Home » Php » php – Removing similar elements from array

php – Removing similar elements from array

Posted by: admin July 12, 2020 Leave a comment

Questions:
Array
(
    [0] => The N2225 and N2226 SAS/SATA HBAs are low-cost, high-performance host bus adapters for high-performance connectivity between System x® servers and tape drives and RAID storage systems. The N2225 provides two x4 external mini-SAS HD connectors with eight lanes of 12 Gbps SAS. The N2226 provides four x4 external mini-SAS HD connectors with 16 lanes of 12 Gbps SAS.
    [1] => The N2225 and N2226 SAS/SATA HBAs are low-cost, high-performance host bus adapters for high-performance connectivity between System x® servers and tapes drives and RAID storage systems. The N2225 provides two x4 external mini-SAS HD connectors with eight lanes of 12 Gbps SAS. The N2226 provides four x4 external mini-SAS HD connectors with 16 lanes of 12 Gbps SAS.
    [2] => The N2225 and N2226 SAS/SATA HBAs support SAS data transfer rates of 3, 6, and 12 Gbps per lane and SATA transfer rates of 3 and 6 Gbps per lane, and they enable maximum connectivity and performance in a low-profile (N2225) or full-height (N2226) form factor.
    [3] => Rigorous testing of the N2225 and N2226 SAS/SATA HBAs by Lenovo through the ServerProven® program ensures a high degree of confidence in storage subsystem compatibility and reliability. Providing an additional peace of mind, these controllers are covered under Lenovo warranty.
    [4] => The following tables list the compatibility information for the N2225 and N2226 SAS/SATA HBAs and System x®, iDataPlex®, and NeXtScale™ servers.
    [5] => For more information about the System x servers, including older servers that support the N2225 and N2226 adapters, see the following ServerProven® website:
    [6] => The following table lists the external storage systems that are currently offered by Lenovo that can be used with the N2225 and N2226 SAS/SATA HBAs in storage solutions.
    [7] => The following table lists the external tape backup units that are currently offered by Lenovo that can be used with the N2225 and N2226 SAS/SATA HBAs in tape backup solutions.
    [8] => For more information about the specific versions and service levels that are supported and any other prerequisites, see the ServerProven website:
    [9] => The N2225 and N2226 SAS/SATA HBAs carry a one-year limited warranty. When installed in a supported System x server, the adapters assume your system’s base warranty and any Lenovo warranty upgrade.
)

Well not exactly identical which can be removed with array_unique, but elements that are rendered obsolete by another element which contains exactly the same data and more, or sometimes just a few words are different.

How do I filter these?

How to&Answers:

First of all, the problem is not that simple and not well enough formulated: you don’t want to remove identical elements, you want to remove similar elements, so your 1st problem becomes determining which elements are similar.

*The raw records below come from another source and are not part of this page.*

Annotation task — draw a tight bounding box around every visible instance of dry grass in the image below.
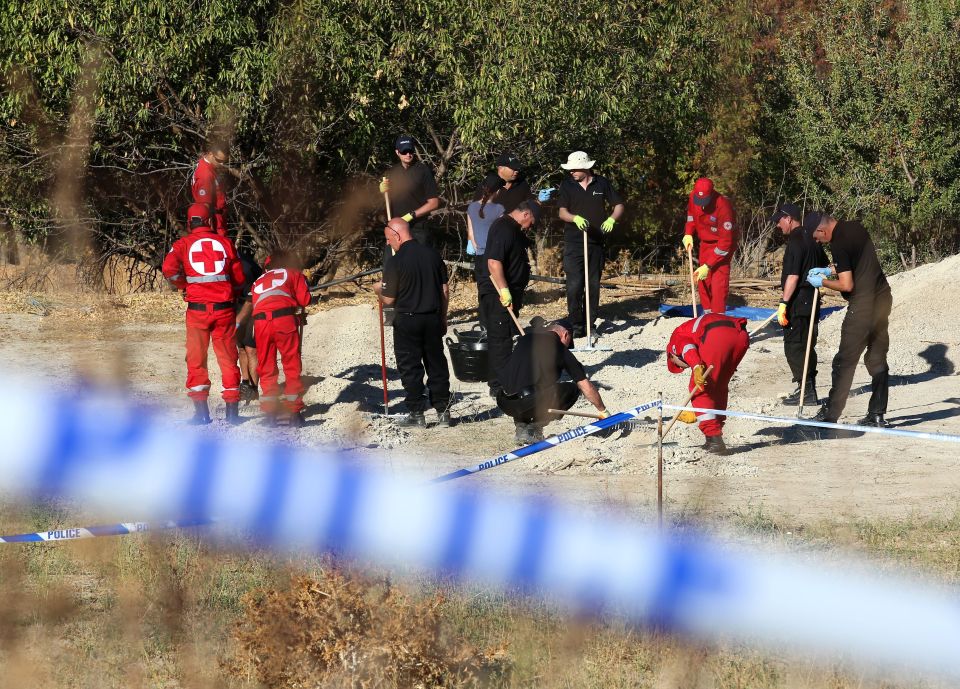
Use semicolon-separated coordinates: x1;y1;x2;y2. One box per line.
0;505;960;689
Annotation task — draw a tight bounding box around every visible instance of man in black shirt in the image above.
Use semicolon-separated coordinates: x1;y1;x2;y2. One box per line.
376;218;450;428
497;153;532;213
770;203;830;407
807;215;893;427
557;151;624;338
380;134;440;247
476;201;540;398
497;320;609;443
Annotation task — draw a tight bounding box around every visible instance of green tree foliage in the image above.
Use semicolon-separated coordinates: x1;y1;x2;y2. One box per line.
780;0;960;264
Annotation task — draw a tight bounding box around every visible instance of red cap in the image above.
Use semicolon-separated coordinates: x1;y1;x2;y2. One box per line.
690;177;713;208
187;203;210;230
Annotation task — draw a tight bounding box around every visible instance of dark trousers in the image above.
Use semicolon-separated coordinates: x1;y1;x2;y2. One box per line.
480;290;523;390
393;313;450;412
563;242;605;330
783;301;820;384
497;380;580;424
827;289;893;419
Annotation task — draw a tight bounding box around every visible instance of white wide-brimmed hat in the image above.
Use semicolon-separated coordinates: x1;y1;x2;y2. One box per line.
560;151;597;170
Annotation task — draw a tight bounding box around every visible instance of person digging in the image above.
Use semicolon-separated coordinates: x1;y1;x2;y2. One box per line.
667;313;750;455
497;319;610;444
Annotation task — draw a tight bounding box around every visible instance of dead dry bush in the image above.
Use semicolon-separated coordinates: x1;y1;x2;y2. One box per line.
223;571;510;688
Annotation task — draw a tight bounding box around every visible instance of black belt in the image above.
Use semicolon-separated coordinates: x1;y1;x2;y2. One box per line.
253;306;297;321
700;321;743;344
187;301;234;311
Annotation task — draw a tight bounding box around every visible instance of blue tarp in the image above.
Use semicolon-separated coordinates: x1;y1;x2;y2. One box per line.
660;304;843;321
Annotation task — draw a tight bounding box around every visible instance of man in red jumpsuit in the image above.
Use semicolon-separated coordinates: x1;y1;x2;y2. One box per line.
667;313;750;454
190;144;230;237
683;177;737;313
163;203;243;424
250;251;310;428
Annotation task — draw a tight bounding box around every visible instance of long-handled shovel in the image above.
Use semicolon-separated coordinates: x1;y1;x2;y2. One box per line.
571;232;613;352
687;245;697;318
797;287;820;419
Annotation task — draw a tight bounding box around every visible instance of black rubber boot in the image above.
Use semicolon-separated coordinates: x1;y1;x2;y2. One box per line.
397;411;427;428
189;400;210;426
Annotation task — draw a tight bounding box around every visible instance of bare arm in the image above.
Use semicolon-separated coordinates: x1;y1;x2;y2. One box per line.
781;275;800;301
577;378;607;412
823;270;853;292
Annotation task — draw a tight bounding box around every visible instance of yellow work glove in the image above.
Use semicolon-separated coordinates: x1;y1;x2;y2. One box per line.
777;301;790;328
693;364;707;390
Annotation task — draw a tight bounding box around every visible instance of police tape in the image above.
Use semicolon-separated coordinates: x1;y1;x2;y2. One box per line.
0;386;960;679
0;519;213;543
663;404;960;443
431;400;660;483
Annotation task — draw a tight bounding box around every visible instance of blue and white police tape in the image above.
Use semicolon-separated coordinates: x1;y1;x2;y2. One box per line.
663;404;960;443
431;400;660;483
0;519;212;543
0;385;960;679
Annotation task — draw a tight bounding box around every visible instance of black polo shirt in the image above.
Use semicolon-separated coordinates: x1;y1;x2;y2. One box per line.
780;227;830;314
497;177;532;213
830;220;890;301
477;215;530;294
500;330;587;395
387;161;440;225
557;175;623;244
383;240;447;313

Given that similarities can happen at any point in the string, it’s not enough to require them to start with the same set of characters. For example, take these two sentences (adapted from your question):

Rigorous testing of the N2225 and N2226 SAS/SATA HBAs by Lenovo through the ServerProven® program ensures a high degree of confidence in storage subsystem compatibility and reliability. Providing an additional peace of mind, these controllers are covered under Lenovo warranty.
The rigorous testing of the N2225 and N2226 SAS/SATA HBAs by Lenovo through the ServerProven® program ensures a high degree of confidence in storage subsystem compatibility and reliability. Providing an additional peace of mind, these controllers are covered under Lenovo warranty.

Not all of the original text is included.